But the government countered the comments, insisting the money did not come from funds which would have been used for such projects.
Talk of the money having been "stolen from the poor" was not a reflection of reality, said Barcelo.
Barcelo's art an "act of resistance"
The Spaniard's team included 20 specialists ranging from a speleologist and a cook to architects and engineers.

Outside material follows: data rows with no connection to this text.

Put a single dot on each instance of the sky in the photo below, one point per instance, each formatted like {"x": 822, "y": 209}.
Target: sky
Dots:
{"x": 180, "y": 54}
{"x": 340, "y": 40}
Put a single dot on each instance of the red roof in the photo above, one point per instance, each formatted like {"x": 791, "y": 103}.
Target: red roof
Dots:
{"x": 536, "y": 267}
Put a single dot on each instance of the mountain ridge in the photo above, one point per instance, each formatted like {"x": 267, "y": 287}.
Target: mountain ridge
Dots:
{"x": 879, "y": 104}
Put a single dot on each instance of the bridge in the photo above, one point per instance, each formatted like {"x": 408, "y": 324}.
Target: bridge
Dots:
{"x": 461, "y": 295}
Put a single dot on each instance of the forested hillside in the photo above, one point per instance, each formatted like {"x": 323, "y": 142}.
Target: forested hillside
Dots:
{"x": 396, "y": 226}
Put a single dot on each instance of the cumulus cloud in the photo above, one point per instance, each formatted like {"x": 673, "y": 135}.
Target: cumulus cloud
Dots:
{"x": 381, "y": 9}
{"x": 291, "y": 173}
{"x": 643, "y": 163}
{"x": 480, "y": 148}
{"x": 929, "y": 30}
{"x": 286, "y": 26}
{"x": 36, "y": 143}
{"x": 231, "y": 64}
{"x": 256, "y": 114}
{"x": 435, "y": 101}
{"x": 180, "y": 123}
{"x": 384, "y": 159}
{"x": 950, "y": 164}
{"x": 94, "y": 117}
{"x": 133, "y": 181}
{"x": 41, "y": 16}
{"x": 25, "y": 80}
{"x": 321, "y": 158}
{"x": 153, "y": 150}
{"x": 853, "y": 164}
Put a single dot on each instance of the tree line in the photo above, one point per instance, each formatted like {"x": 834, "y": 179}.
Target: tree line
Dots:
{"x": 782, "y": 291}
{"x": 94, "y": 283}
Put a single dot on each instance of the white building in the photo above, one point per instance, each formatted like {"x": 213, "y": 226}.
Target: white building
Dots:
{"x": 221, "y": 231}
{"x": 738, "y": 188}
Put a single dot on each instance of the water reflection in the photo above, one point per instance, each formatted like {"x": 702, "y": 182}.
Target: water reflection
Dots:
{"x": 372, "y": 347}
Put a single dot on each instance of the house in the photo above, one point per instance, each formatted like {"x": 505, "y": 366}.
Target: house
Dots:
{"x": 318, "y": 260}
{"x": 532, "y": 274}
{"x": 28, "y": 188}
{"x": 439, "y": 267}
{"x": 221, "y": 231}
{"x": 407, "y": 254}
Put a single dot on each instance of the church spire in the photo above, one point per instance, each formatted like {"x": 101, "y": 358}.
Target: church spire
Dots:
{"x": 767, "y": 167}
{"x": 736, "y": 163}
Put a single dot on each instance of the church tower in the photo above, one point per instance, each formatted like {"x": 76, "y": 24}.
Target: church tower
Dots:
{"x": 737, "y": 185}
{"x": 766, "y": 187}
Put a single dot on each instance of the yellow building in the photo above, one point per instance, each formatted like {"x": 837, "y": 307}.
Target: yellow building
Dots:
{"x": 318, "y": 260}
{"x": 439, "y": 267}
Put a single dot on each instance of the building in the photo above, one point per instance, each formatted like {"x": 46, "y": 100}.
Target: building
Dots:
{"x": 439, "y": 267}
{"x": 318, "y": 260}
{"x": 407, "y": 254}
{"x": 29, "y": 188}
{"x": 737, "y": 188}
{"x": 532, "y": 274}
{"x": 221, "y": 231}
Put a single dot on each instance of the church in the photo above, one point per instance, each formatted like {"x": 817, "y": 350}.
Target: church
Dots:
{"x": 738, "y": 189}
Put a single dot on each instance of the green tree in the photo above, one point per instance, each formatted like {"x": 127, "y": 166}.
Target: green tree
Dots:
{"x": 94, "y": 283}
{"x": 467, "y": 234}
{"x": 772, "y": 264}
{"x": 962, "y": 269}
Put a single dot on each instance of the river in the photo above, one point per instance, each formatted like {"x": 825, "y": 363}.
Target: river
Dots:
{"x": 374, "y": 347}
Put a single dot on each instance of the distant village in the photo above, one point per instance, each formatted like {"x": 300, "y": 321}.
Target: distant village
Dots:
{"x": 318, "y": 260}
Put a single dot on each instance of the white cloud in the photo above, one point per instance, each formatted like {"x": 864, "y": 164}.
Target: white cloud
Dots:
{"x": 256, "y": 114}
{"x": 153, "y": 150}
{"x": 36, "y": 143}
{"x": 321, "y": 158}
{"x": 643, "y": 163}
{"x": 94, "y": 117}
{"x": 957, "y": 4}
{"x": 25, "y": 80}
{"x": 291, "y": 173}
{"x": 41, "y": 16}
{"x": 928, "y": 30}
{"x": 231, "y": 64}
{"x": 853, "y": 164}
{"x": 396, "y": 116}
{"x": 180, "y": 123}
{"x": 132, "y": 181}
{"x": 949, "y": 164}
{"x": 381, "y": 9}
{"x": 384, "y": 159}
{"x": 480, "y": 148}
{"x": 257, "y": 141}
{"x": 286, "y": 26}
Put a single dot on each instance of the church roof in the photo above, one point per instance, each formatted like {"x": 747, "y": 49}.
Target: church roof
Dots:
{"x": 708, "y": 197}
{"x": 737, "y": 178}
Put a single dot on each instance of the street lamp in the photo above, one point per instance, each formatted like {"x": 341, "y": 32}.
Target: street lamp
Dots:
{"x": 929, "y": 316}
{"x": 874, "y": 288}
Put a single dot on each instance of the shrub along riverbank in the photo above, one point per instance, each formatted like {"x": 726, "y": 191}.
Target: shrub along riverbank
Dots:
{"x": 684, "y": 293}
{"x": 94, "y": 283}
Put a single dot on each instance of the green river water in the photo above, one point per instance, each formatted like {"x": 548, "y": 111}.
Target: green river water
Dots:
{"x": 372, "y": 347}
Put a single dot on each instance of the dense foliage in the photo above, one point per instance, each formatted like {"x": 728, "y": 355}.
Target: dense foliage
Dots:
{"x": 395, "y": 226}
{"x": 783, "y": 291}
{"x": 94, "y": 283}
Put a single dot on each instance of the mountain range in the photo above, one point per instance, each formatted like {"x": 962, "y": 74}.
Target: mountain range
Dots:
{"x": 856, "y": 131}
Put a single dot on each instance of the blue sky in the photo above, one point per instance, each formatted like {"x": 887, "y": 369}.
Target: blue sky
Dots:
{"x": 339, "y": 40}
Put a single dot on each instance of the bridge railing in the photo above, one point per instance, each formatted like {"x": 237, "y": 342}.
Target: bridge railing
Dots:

Special machinery was designed to create the artificial stalactites some of which weigh more than 50 kilograms (110 pounds).
Thirty-five tons of paint was used on the work, which measures 1,400 square meters (15,000 square feet).
Spanish Foreign Minister Moratinos has defended the pricetag on Barcelo's piece
Barcelo, who has mastered nearly all artistic techniques -- ranging from painting and sculpture to performance art -- soared to fame early in his career and is now regarded as one of the world's top contemporary artists.
Dividing his time between his native Majorca, Paris and Mali in West Africa, Barcelo has absorbed a wide range of influences such as European baroque and other African styles.
"To think that art has made a lot of progress between (the cave paintings of) Altamira and (Paul) Cezanne is a vain and Western attempt," says the artist, who has described painting as "mud that I stir with a stick."
Fascinated by processes of transformation on land and in the sea, Barcelo sees his art as an "organized chaos" and as an "act of resistance."
Among his other projects is a collection of modern terracotta murals created for a Gothic chapel in the cathedral of Palma de Majorca, which was finished in 2007.
But with such venerated work behind him, the award-winning artist has vowed not to become an "official dinosaur."
"I don't want to spend my life doing mega-projects or big pharaonic works," he insists.